Overall, it is possible to significantly reduce the loss by 1~.

It goes without saying that the present invention is not limited to the above embodiments, and that various modifications are possible.

For example, in the above embodiment, a case has been described in which a PN junction element using an NPN transistor using a P well region is used as the PN junction element, but a PN junction element using a PNP transistor using an N well region may also be used. Of course it's a good thing.

[Effects of the Invention] As explained above, according to the present invention, it is possible to provide a power supply voltage detection circuit that can incorporate everything into an integrated circuit, thereby reducing the manufacturing cost. .

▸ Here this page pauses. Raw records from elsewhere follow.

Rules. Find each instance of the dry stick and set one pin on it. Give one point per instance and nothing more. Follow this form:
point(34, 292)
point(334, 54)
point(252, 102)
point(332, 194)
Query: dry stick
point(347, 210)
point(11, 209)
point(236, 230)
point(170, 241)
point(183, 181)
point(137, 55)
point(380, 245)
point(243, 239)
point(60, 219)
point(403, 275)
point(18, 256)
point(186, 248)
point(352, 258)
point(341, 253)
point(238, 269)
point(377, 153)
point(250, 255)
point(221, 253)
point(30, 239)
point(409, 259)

[Brief explanation of the drawing]

FIG. 1 is a circuit diagram showing the configuration of an embodiment of the present invention, and FIG.
The figure is a cross-sectional view showing the structure of a part of the element groove of the above-described practical example circuit, FIG. 3 is a characteristic diagram for explaining the above-mentioned embodiment, FIG. 4 is a circuit diagram of a conventional circuit, and FIG. It is a characteristic diagram of a circuit. 10... Bias circuit, 20... Potential shift circuit,
21... Bipolar NPN transistor, 30
...Potential divider circuit, 3L32...Resistor, 40...
Differential amplifier circuit, 46... Differential amplifier section, 49... Inverting amplifier section, 50... c: Mos inverter, 61...
N-type straw plate, 62...P-type well region, 64...N
+ type territory applicant agent patent attorney Takehiko Suzuta Figure 3 Figure 4

Claims (1)

[Claims] The forward voltage of a PN junction element consisting of a first conductivity type well region formed on a semiconductor substrate and a second conductivity type semiconductor region formed on this well region is set as a reference potential, and this reference potential is changed from the power supply voltage. potential shifting means for generating a first potential shifted by the amount of the first potential; potential dividing means for generating a second potential by dividing the power supply voltage by a resistor;
1. A power supply voltage detection circuit comprising: potential comparison means for comparing a potential of the first potential and a second potential.